Nimbin main street – Cullen Street (you’ll be dropped off here by any bus).

Section 1:
Directions:

This small stretch of street can be walked end to end in five minutes, so don’t worry about getting lost!

Stopover:

Cullen St: The first to establish Nimbin were indigenous Australian people – the land here was considered highly sacred and was used for initiation ceremonies. During the 1800s European settlers came to grow bananas, harvest timber and raise dairy cattle. It wasn’t until the 1970s when another wave of settlers – mainly hippies and students – arrived with the idea that Nimbin would flourish as both a spiritual and tribal town and adhere to organic living, alternative home building and eco-friendly energy sources. For years there was rivalry between them and the previous locals – who fought strongly against the drug culture that the new settlers brought to village – eventually this subsided and they now live in harmony. To this day, it remains a highly spiritual, moderately populated and very non-commercial town. Interestingly, the majority of Nimbin’s inhabitants – over 5000 people – live in the surrounding hills, whilst in the main village the population is around 300.

Nimbin even has its own currency: Nimlets!

Section 2:
Directions:

Walk south until you see the Nimbin Museum, it’s next door to the Rainbow Cafe (one of the side effects of Nimbin’s hippy culture is that they’re not really in to street numbers).

Stopover:

One of the main points of interest along here is the famous Nimbin Museum, which was built by a group of hippies over ten years ago. The idea is that you follow the ‘rainbow serpent path’ from room to room with the notion that you shall be enlightened by what you find – I couldn’t guarantee you that, but it is bizarrely interesting…

Section 3:
Directions:

Head north along Cullen St, almost to the corner with Sibley St and you should see the Hemp Bar on your right (it’s number 51), opposite the supermarket.

Stopover:

Another hotspot in Nimbin is the Hemp Bar – there are many of this nature in the village, but this is the most popular.

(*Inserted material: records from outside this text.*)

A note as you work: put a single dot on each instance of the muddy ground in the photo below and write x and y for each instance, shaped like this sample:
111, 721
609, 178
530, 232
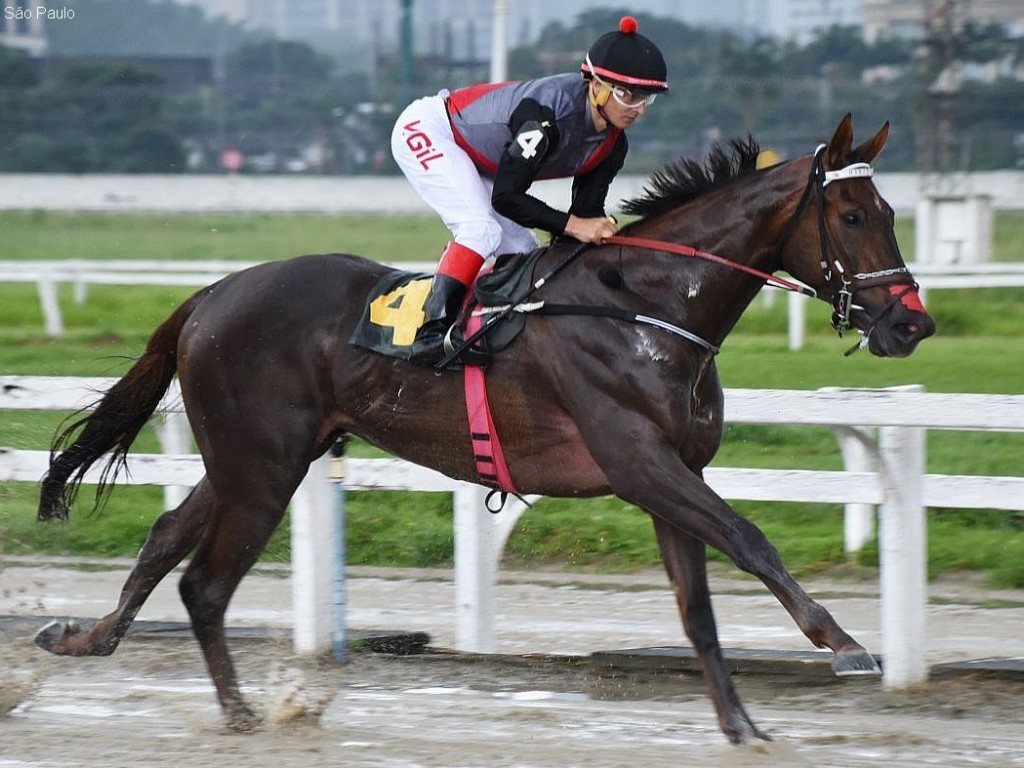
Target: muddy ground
152, 704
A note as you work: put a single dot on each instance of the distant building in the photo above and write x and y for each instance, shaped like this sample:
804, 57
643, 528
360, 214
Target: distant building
910, 18
22, 26
468, 23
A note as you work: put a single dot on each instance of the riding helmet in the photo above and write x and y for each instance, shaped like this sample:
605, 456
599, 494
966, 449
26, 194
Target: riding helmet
628, 58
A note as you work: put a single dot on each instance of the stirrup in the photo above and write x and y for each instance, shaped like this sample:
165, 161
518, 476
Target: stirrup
472, 355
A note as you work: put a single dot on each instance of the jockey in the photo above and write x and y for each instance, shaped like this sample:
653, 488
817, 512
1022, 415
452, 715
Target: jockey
473, 154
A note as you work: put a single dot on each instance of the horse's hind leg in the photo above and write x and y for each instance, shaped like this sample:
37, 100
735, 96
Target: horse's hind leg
171, 538
232, 545
685, 560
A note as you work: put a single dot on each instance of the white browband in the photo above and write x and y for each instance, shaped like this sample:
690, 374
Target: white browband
857, 170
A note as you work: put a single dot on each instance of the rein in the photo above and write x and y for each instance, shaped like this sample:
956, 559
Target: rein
681, 250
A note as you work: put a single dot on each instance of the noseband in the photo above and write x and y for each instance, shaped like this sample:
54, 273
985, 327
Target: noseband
832, 266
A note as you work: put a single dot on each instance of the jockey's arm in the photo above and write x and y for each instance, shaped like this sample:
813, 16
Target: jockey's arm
534, 134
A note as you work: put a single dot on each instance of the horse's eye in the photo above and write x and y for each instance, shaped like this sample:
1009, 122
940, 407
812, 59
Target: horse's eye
852, 218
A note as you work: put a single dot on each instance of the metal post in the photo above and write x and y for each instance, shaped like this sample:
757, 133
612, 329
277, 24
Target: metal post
340, 593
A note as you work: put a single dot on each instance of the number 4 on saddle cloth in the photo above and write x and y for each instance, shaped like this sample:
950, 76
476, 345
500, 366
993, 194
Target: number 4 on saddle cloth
394, 312
394, 309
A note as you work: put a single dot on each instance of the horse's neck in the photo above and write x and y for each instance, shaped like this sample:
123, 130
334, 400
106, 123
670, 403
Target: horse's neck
713, 296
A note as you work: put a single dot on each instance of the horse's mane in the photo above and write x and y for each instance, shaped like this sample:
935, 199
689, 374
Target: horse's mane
684, 179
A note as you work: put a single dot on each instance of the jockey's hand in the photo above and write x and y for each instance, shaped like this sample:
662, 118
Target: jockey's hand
591, 230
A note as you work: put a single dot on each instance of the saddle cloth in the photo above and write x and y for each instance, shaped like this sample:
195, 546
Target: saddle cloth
394, 307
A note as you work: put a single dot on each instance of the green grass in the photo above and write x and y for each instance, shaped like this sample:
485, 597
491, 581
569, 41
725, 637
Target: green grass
977, 349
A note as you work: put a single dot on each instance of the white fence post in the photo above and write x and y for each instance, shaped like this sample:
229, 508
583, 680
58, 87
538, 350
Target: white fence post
858, 519
475, 570
174, 435
313, 542
902, 560
51, 306
797, 305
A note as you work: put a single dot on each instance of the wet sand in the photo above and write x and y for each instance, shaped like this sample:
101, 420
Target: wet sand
536, 705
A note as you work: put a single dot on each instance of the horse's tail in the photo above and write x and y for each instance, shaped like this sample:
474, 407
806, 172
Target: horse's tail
114, 422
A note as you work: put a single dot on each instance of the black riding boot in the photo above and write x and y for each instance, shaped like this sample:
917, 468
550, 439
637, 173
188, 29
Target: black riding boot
440, 309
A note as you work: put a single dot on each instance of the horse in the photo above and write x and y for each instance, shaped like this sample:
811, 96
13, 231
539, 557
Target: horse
586, 404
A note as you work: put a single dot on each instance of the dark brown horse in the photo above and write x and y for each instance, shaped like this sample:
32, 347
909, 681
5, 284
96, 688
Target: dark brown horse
585, 406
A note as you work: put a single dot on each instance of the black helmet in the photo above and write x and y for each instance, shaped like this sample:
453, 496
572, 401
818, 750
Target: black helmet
628, 58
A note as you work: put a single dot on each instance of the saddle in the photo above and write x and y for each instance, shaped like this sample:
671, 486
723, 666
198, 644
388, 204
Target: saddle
394, 308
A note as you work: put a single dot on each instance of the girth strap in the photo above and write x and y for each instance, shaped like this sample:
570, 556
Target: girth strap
487, 452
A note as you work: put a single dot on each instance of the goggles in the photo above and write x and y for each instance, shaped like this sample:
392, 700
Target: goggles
623, 95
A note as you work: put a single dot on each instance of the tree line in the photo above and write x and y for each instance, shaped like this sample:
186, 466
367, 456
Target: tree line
288, 107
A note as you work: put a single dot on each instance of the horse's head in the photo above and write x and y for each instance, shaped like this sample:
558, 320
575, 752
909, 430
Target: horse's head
840, 241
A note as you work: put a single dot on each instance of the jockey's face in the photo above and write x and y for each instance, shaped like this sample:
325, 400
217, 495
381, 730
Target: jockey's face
623, 107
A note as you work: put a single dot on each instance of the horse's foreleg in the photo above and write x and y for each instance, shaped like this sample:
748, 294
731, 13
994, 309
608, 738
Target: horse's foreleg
171, 538
667, 488
684, 559
752, 552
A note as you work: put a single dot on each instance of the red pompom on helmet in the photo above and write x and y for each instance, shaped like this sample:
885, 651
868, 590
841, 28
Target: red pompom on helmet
628, 58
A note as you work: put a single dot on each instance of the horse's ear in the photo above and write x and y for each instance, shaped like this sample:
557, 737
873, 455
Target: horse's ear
839, 146
868, 151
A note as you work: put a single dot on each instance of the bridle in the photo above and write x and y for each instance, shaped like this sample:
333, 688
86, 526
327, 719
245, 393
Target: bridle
842, 299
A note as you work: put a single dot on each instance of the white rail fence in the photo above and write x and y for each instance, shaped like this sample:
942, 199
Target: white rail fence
49, 274
882, 433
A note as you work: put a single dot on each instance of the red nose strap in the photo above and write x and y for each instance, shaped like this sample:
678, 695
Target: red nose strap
910, 299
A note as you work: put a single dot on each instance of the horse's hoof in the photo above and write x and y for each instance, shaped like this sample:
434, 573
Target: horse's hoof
244, 720
50, 636
858, 662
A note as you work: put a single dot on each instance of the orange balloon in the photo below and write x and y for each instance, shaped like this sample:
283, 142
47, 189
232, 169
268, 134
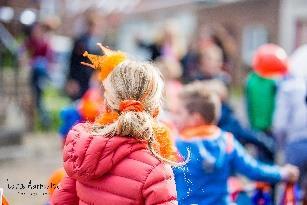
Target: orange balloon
4, 201
270, 61
55, 179
91, 104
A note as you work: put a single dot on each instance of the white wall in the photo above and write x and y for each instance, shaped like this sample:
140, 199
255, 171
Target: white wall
290, 11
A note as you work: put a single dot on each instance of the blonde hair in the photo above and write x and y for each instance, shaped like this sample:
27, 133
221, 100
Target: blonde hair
138, 81
198, 99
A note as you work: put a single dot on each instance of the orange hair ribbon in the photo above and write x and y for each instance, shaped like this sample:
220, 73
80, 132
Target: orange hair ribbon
131, 105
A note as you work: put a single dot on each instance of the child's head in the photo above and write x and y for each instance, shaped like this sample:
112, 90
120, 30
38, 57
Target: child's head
169, 67
133, 97
199, 106
211, 60
138, 81
218, 87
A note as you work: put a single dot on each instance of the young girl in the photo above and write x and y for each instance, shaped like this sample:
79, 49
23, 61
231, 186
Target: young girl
124, 157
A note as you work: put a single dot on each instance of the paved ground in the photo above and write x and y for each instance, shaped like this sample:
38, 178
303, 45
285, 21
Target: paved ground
24, 170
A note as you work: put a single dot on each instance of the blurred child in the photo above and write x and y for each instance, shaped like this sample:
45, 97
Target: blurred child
229, 122
171, 71
211, 64
269, 63
215, 154
290, 117
118, 159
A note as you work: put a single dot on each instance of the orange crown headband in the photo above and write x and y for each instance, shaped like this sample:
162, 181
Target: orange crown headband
106, 63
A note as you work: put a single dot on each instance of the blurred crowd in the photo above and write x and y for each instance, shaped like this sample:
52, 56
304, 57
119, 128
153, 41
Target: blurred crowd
275, 93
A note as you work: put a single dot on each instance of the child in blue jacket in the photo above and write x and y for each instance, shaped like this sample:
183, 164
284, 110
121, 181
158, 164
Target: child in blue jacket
215, 154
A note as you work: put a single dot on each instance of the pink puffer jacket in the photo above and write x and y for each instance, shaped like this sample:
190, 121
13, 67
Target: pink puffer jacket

Our tour guide, who had lived in Nimbin for over 40 years, insisted that there was more to the village than the drug culture here. It is undeniably the main reason travellers come here – judging by the number of dealers who approach you on the streets, you’d think it was legal, but it is in fact not and you WILL get arrested if you’re caught! If spliffs, bongs, acid and cookies really aren’t your thing, don’t worry, you are unlikely to be hassled and there’s plenty more to see and experience – but if you’re likely to be upset by being offered drugs to buy, this is probably not the place for you.

Section 4:
Directions:

Head south along Cullen Street until you see the Bush Factory, once a butter factory it is now home to numerous enterprises including the Nimbin Candle Factory.

Stopover:

Other attractions include the Nimbin Candle Factory – located within walking distance of the town – it’s a small but adorable place with friendly staff who will often show you around and show you the process of making candles. There are some weird and wonderful ones you can buy which make for great souvenirs or gifts!

Section 5:
Directions:

Just past the Candle Factory is the Djanbung Permaculture Gardens.

Stopover:

You can easily see the whole of Nimbin in a day, but there are a handful who end up staying a few nights (usually those who enjoy the Hemp Bar a bit too much). There are a couple of hostels you can stay at, including a YHA – there are very limited bus services leaving the village so make sure you don’t miss the last one!

Overall, Nimbin is a strange but charming village, and by far one of the most unique places I have visited in Australia … my verdict? Unmissable!